Lesquels seigneurs, commandés par mondit seigneur le gouverneur, prient en premier ledit sieur de Couatinizan, le sieur de Kerandraon et les gentilshommes catollicques qui sont avecques eux de ne tenir la main à ung prince héréticque pour se faire roy, ains aider de tout leur pouvoir à maintenir l'église de Dieu et se réunir avecques tous les bons catollicques pour la conservation du pais et soulagement du pauvre peuple. Et pour donner quelque bonne entrée à l'exécution de sy sainct effect :

Ledict sieur de Couatinizan remetra ledit chateau de Kerouzéré entre les mains de l'un desdits seigneurs pour le conserver et garder en l'obéissance et soubz l'auctorité de monda seigneur le gouverneur.

Et pour le regard des personnes dudit sieur de Couatinizan de Kerandraon et les gentilshommes catollicques qui sont avecques eux seront randus en toutte seurté à mondit seigneur le gouverneur s'assurantz lesdits seigneurs que Son Excellence les recevra et verra de bon oeil avecques touttes les gratiffications qu'ils pourront souhaittér d'ung grand et bon prince tel que mondit seigneur le gouverneur.

Et là où ils ne voudroient entrer au saint party de l'union et recognoistre l'auctorité de sadicte excellence lesdits seigneurs cy dessus promettent et s'obligent faire tant envers elle qui les fera randre en tel lieu de seureté qu'ils voiront et trouveront pour leur meilleur pourveu qu'il ne soit esloigné de dix ou douze lieues toutesfois hors l'evesché de Léon.
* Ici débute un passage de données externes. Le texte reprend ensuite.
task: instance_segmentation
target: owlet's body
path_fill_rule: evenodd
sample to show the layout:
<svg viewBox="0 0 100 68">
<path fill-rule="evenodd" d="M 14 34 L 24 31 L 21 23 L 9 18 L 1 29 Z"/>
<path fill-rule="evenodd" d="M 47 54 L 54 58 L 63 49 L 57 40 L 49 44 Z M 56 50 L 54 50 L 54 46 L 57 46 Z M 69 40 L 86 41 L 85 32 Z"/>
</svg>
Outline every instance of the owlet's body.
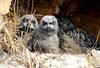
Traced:
<svg viewBox="0 0 100 68">
<path fill-rule="evenodd" d="M 59 38 L 58 22 L 54 16 L 44 16 L 41 19 L 39 29 L 33 33 L 31 42 L 34 50 L 40 50 L 44 53 L 59 53 Z M 34 45 L 34 41 L 37 40 L 37 45 Z"/>
<path fill-rule="evenodd" d="M 21 37 L 25 43 L 31 38 L 31 33 L 38 29 L 38 21 L 33 15 L 23 15 L 20 18 L 17 35 Z"/>
</svg>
Et pour le regard des autres gentilshommes cappitaires et soldats qui voudront prendre party soit soubz mondit seigneur le gouverneur et les seigneurs, gentilshommes et chefs de guerre de son obéissance, prometent lesdits seigneurs leur faire recevoir et donner bon et honneste appointement à chacun selon son méritte.
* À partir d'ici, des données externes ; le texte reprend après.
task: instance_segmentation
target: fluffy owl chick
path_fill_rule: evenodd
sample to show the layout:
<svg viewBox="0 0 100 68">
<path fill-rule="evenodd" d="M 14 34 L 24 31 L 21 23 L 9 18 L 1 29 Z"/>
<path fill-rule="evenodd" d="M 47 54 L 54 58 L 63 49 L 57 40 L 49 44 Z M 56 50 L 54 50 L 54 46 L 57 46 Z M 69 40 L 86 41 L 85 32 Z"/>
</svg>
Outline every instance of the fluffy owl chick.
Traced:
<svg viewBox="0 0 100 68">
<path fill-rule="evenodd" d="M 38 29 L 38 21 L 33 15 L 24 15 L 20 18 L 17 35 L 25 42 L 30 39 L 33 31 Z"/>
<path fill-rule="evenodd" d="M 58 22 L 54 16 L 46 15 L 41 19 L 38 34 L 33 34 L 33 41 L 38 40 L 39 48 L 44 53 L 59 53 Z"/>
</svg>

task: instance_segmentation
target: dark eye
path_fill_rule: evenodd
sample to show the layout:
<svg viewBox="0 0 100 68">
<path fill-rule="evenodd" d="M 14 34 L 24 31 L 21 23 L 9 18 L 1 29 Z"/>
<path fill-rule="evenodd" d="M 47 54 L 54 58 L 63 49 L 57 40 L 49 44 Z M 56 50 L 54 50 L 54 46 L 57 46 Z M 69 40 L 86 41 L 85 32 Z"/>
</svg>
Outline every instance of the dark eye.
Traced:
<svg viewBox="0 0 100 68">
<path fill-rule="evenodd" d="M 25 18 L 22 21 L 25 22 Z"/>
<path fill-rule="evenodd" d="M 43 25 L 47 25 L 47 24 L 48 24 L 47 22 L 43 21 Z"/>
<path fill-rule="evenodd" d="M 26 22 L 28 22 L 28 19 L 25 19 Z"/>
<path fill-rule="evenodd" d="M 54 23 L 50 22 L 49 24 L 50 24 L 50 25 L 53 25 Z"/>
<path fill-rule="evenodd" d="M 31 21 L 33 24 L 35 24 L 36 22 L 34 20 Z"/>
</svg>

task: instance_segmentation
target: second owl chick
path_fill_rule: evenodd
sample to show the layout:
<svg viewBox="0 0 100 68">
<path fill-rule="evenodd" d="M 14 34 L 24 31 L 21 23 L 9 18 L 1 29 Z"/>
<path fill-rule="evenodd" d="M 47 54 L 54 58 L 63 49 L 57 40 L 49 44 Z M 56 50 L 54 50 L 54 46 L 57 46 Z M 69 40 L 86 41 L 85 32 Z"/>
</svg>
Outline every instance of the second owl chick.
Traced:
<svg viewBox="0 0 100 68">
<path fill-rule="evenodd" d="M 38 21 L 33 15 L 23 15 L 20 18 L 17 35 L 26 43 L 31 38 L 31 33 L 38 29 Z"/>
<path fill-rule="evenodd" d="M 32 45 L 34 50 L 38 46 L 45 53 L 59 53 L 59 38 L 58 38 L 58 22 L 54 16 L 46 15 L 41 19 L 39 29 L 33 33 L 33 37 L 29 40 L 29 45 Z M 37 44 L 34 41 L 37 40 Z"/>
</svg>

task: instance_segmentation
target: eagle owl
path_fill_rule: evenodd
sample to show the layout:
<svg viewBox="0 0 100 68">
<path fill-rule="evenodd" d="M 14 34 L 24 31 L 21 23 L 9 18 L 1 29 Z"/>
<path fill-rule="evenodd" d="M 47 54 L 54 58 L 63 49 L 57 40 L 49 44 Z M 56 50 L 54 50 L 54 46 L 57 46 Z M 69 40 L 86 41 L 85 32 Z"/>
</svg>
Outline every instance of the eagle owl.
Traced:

Et là où ceux de la qualité cy dessus ne voudroint prendre party lesdits seigneurs s'obligent les rendre pareillement soubz lesdits lieux en tel lieu de seureté qui voudront choisir pourveu aussi que ne soit a dedans dudit evesché de Léon.
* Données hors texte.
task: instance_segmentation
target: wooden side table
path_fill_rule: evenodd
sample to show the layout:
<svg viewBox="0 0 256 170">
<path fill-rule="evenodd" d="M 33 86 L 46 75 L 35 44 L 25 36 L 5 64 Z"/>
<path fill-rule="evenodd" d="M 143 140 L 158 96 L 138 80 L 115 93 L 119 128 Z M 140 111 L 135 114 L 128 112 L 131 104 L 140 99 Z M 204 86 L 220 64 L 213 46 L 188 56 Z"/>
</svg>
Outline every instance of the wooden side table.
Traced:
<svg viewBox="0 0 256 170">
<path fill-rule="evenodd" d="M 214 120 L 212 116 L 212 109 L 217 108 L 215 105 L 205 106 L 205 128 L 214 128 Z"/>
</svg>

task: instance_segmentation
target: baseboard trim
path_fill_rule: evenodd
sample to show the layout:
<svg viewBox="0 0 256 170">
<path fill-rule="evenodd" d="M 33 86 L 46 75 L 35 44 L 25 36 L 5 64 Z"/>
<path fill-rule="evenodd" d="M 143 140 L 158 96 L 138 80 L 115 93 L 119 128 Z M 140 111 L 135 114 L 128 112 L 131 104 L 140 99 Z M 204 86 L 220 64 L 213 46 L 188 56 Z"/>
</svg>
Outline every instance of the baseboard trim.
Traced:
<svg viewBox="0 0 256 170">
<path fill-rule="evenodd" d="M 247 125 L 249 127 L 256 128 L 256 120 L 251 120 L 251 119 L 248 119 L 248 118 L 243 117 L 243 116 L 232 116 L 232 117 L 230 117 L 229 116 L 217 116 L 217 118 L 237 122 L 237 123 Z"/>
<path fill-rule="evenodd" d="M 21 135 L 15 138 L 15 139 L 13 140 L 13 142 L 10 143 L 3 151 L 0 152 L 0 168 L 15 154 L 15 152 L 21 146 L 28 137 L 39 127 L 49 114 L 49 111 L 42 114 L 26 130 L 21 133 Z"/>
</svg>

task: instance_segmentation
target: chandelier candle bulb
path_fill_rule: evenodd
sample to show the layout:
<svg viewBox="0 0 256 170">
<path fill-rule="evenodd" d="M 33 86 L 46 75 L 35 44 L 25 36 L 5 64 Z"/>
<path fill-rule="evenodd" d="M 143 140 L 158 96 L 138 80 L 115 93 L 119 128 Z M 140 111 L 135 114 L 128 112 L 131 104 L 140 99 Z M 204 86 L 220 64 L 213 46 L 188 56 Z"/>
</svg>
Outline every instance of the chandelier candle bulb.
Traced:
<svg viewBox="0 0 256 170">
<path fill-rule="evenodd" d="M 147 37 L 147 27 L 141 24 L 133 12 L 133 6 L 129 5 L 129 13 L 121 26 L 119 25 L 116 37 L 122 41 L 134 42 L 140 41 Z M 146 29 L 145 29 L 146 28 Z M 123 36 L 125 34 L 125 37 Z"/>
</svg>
Lesdits seigneurs de Couatinizan et de Kerandraon randront leur responce dedans ce jour avant la nuit sans autre delay. Faict au siège de Kerouzéré le 9me jour de Novembre 1590, soubz les signes des seigneurs du Fauet. de Rosampoul et de Couatedres pour tous les autres seigneurs des trois éveschés : Leon, Treiguer et Cornouaille.
Pierre DE QUOITTREDREZ. Françoys DE CARNÉ.

Lesdits articles, présentés audit sieur de Kerandraon pour y faire respondre dans le soir dudit jour, 9me de novembre, a demandé temps pour ce faire jusques au landemain. huict heures du matin.

Et advenant ledit jour et heure dixme dudit présent mois de novembre 1590 ledit sieur de Kerandraon demanda encore temps d'une heure.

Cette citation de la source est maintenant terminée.